Another approach (as add-on on advice given here already) is to sign up for some workshops in your country (state). It will bring you to locations you may not know and show you what you can do there as photographer. Get your inspiration like this. Try to choose different subjects (like birding, landscape, long exposures etc.) It is a few times an investment but after that it is easier to locate in your country/state the interesting spots.


----------



## JoeKerslake (Mar 27, 2015)

Cheers guys.

I got lost today, which worked greatly in my favour as I was able to find a spot I wasn't previously aware of. Whether it turns into any nice photographs, we'll see. 

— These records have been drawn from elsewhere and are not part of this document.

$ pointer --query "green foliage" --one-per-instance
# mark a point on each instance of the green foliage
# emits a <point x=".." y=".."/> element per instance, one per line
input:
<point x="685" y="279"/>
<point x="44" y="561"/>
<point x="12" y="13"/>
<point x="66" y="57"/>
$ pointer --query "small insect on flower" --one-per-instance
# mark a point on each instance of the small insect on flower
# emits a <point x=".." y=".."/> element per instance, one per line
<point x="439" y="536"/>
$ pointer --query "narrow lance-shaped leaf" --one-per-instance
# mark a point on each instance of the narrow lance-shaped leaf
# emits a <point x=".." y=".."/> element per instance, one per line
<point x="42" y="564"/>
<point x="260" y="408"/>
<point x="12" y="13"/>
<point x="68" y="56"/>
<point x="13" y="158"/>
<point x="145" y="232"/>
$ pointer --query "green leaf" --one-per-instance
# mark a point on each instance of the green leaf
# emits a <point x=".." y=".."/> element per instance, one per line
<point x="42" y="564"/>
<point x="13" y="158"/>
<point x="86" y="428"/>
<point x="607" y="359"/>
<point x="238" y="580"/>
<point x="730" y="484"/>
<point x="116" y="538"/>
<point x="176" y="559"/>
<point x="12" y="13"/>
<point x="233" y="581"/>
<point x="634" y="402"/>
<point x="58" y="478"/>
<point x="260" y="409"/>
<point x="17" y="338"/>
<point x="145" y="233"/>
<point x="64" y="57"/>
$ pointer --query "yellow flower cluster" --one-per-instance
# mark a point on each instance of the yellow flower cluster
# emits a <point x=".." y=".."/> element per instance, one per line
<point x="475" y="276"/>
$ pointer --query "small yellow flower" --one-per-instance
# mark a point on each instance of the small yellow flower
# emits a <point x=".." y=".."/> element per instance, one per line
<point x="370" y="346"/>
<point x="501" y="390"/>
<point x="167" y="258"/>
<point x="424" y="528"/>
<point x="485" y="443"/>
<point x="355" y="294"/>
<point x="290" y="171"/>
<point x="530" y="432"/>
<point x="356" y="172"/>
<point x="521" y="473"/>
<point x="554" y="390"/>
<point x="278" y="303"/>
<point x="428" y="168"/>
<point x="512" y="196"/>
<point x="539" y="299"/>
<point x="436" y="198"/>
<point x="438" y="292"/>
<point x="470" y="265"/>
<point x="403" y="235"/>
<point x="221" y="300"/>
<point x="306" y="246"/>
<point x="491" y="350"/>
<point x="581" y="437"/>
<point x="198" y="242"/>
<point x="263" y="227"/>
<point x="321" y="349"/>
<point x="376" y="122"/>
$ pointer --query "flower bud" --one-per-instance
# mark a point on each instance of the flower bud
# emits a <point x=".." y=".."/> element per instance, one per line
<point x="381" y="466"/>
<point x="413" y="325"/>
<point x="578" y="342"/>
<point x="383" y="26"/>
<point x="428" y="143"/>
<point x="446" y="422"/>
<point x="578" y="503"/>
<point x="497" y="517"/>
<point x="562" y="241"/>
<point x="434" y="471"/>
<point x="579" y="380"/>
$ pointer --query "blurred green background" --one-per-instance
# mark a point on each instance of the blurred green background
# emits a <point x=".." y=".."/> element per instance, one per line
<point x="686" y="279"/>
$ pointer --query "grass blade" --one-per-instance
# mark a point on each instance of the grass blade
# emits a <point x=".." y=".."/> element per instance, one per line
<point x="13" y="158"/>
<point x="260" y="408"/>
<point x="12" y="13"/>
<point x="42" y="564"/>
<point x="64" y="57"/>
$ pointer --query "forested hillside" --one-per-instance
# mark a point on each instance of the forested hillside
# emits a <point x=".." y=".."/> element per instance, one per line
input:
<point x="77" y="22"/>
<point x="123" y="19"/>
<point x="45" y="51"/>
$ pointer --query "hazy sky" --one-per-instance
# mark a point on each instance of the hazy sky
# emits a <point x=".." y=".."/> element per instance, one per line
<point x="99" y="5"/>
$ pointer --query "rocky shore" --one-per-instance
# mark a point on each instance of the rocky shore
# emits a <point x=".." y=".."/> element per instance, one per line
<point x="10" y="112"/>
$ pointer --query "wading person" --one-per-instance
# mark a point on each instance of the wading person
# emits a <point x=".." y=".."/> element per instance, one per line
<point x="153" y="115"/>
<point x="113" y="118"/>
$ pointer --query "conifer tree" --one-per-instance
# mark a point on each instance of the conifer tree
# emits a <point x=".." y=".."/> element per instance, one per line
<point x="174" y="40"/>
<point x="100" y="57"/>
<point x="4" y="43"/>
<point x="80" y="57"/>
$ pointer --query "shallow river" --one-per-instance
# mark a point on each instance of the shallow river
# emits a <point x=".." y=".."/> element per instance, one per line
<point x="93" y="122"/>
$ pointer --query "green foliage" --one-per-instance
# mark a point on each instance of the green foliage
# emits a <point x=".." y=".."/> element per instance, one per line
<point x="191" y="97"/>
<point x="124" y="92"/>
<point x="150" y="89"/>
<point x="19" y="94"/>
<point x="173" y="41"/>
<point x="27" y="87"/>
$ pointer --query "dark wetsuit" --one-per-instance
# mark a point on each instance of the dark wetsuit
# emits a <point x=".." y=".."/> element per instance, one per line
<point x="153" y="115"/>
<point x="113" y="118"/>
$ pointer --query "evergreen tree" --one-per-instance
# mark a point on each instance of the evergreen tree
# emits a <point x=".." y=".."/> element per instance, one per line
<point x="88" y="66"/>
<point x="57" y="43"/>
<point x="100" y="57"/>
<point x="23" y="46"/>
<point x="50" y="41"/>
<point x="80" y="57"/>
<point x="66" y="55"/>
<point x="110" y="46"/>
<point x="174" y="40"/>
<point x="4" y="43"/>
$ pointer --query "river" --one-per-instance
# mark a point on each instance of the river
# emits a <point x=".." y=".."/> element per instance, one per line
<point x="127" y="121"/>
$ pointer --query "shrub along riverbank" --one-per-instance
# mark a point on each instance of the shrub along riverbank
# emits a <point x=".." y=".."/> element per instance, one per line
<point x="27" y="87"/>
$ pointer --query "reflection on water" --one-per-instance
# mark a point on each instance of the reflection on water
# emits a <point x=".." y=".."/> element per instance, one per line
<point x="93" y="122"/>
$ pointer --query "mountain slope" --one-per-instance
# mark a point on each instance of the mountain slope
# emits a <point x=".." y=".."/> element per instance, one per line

Was using the ephemeris whilst I was there to get an idea of altitudes, as well as sun and moon positions.

I love searching 500px, although a problem I find is once I've seen a few pictures I like, I get set in my mind that I'll just end up recreating them, and get put off visiting entirely!


----------



## lintoni (Mar 28, 2015)

Have you considered joining a local hikers group? You'll get to see more of your local area, and you never know, some members may know of "undiscovered" gems of local landscape features.


----------



## Orangutan (Mar 28, 2015)

Go to your local cycling club and ask the members what locations are so beautiful they stop thinking about how many calories/hour they're burning.


----------



## sanjosedave (Mar 29, 2015)

I use the Stuck in Customs app on my ipad 3.

It uses a Flckr api to pull in images on top of google maps


----------



## AcutancePhotography (Mar 30, 2015)

Orangutan said:


> Go to your local cycling club and ask the members what locations are so beautiful they stop thinking about how many calories/hour they're burning.



That is good advice. One of my tog buddies is an avid cyclist and she finds most of her special locations when she is out cycling.


----------